Excerpted from Diary from China: Yesterday we went to Master Sun's home in the morning and he and Stephan worked on the book while his wife Chow Jew and I [made] dumplings from scratch (well, all of this of course, was really Chow Jew doing it, with me just helping a little). She does everything with the simplest tools she stir fries the finely chopped tofu with two chopsticks held just so (she taught me how to open and close them to get the best effect), and stirs the larger things with 4 chopsticks held flat like a tight fan. The rolling pin looks like mine when the handles fell off years ago a simple heavy wooden rod and she does magic with it, rolling out perfect circles of dough. The result (vegetarian, natch!) was delicious dumplings boiled for our lunch, and then fried later for dinner.




[Above] Chow Jew makes the dough for the dumplings and we prepare the scallions.

[Left] Using chopsticks, Chow Jew stirs the ingredients for stuffing the dumplings.

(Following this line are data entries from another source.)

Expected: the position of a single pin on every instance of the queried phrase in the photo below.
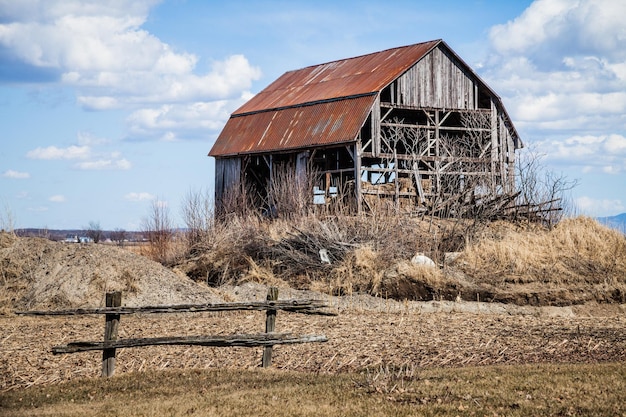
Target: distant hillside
(617, 222)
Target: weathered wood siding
(437, 80)
(227, 174)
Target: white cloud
(101, 49)
(143, 196)
(172, 120)
(606, 153)
(52, 152)
(89, 139)
(105, 164)
(548, 29)
(16, 174)
(562, 65)
(599, 207)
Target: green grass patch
(538, 390)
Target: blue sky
(107, 106)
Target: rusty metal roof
(344, 78)
(324, 123)
(321, 104)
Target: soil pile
(37, 273)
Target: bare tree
(290, 193)
(543, 193)
(94, 231)
(159, 230)
(118, 236)
(198, 215)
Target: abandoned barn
(412, 128)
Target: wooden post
(270, 326)
(113, 299)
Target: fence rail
(114, 310)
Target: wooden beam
(296, 306)
(240, 340)
(270, 326)
(112, 321)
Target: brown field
(550, 340)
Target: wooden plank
(295, 306)
(270, 326)
(241, 340)
(112, 321)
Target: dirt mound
(37, 273)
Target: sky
(107, 107)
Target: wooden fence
(114, 310)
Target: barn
(412, 128)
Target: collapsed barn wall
(436, 139)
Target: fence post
(112, 321)
(270, 326)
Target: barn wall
(436, 81)
(227, 174)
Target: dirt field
(367, 332)
(429, 334)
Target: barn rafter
(413, 127)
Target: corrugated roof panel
(347, 77)
(295, 127)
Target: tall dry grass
(577, 251)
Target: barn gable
(415, 115)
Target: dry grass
(545, 390)
(577, 251)
(371, 255)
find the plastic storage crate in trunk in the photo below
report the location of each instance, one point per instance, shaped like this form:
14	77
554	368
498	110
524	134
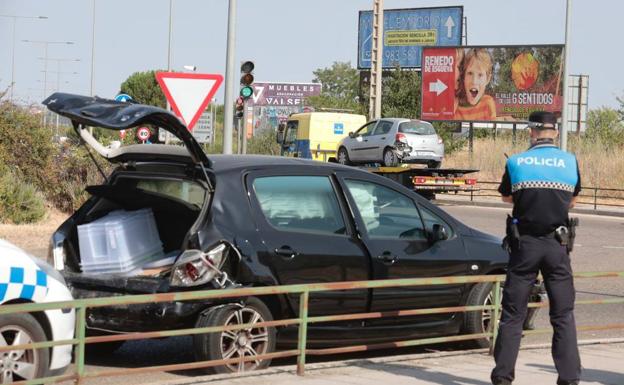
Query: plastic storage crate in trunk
120	242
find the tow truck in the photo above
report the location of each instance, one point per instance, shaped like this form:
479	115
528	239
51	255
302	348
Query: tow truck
315	135
428	181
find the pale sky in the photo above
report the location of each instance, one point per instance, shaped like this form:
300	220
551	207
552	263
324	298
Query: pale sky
287	39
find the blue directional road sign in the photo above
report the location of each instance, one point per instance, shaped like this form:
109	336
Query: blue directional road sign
123	98
406	31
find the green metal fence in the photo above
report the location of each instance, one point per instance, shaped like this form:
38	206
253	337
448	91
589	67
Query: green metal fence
81	305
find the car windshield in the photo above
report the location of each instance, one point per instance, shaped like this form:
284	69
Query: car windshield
416	127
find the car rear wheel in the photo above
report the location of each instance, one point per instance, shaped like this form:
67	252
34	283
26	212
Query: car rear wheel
390	158
236	343
23	364
343	156
476	322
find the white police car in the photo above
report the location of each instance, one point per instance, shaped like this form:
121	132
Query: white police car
24	279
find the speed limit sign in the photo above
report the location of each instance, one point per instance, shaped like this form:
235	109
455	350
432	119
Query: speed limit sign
143	134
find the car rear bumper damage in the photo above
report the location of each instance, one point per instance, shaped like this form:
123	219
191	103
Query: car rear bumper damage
136	317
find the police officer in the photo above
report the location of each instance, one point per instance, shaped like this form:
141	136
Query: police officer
542	183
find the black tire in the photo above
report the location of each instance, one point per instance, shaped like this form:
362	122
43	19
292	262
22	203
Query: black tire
10	326
433	164
478	321
222	345
390	158
103	348
343	157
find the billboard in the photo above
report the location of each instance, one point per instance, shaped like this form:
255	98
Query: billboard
283	94
406	31
491	84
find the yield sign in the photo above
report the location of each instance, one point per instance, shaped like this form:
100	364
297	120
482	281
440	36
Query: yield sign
188	94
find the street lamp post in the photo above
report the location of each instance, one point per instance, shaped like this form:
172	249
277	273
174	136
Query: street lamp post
228	113
46	43
58	78
14	17
563	135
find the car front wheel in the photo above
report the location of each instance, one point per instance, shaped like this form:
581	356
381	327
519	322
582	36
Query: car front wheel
343	156
390	158
476	322
232	344
23	364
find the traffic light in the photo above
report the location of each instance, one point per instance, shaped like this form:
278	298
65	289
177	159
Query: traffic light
240	107
246	79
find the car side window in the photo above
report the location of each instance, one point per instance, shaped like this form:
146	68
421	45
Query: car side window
383	127
367	129
300	203
385	212
431	219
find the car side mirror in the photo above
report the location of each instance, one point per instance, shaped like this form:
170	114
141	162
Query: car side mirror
438	233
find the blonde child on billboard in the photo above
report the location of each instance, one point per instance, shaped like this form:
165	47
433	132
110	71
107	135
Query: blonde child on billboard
475	73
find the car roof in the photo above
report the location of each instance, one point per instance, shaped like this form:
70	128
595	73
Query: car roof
231	162
403	120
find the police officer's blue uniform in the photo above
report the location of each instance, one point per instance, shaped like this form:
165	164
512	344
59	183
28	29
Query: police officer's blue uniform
542	182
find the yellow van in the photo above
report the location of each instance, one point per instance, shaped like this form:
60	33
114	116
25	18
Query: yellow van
315	135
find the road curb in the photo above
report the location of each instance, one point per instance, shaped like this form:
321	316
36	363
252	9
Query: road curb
292	369
452	202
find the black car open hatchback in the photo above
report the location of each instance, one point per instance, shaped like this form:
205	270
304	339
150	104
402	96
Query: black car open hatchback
266	221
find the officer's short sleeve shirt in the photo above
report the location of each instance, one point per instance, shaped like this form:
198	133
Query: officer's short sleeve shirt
542	182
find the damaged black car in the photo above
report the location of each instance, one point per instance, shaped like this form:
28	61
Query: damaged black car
169	218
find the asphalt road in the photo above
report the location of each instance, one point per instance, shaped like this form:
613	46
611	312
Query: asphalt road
600	247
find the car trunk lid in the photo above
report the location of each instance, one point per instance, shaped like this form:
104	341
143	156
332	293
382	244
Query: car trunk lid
98	112
422	142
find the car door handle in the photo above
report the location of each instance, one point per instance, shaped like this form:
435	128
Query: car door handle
387	258
286	252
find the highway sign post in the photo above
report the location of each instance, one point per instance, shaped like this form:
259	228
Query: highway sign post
143	134
406	32
204	129
189	94
123	98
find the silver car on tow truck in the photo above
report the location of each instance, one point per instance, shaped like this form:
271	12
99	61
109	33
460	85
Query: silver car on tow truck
391	141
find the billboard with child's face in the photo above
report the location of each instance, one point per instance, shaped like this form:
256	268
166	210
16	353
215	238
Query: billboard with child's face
491	84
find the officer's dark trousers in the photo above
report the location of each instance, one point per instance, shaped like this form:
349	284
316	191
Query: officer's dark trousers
547	255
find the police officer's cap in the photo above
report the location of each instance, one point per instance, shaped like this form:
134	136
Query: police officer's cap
542	120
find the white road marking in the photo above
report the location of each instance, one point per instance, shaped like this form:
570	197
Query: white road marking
597	216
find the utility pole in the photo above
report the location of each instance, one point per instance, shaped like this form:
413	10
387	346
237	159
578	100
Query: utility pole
563	135
14	17
45	69
91	87
374	107
228	113
58	78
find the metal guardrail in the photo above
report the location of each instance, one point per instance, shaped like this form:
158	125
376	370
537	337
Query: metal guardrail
594	198
81	306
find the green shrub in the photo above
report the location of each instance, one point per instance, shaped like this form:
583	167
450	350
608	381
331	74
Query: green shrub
20	202
59	171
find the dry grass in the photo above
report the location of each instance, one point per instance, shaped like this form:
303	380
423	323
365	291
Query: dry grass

[Below] We stuff the dumplings.





Enjoying the fruits of our labor!

Excerpted from the Diary from China: What an experience [the laundry was]! They have a washing machine with two parts on the left is a small cylinder that fills with water, you add the detergent, and it agitates the clothes for whatever length of time that you set. You take out those clothes without draining the water and add the next batch, let it agitate those clothes and so on, putting the darkest clothes in last. Meanwhile, as you pull the cleaned, soapy clothes out, you go into the bathroom (about 4 feet wide and 8 feet deep with an oblong ceramic hole set in concrete the floor of the entire apartment is concrete, as is the floor of most homes we've visited --- plus a shower head above and a spigot on the back wall) and put a stool with a basin under the spigot and straddle the hole while you rinse the clothes thoroughly. You then take the rinsed clothes back to the washing machine and put them into the smaller cylinder on the right. That cylinder spins the clothes to wring out the water. And then you take the washed, rinsed, and spun clothes out to the back porch (8 feet deep and about 15 feet wide) which doubles as a guest bedroom (where their son fell asleep last night when Stephan and Master Sun worked on the book in the living room which doubles as his bedroom) and hang them on coat hangers along the rope strung over the bed.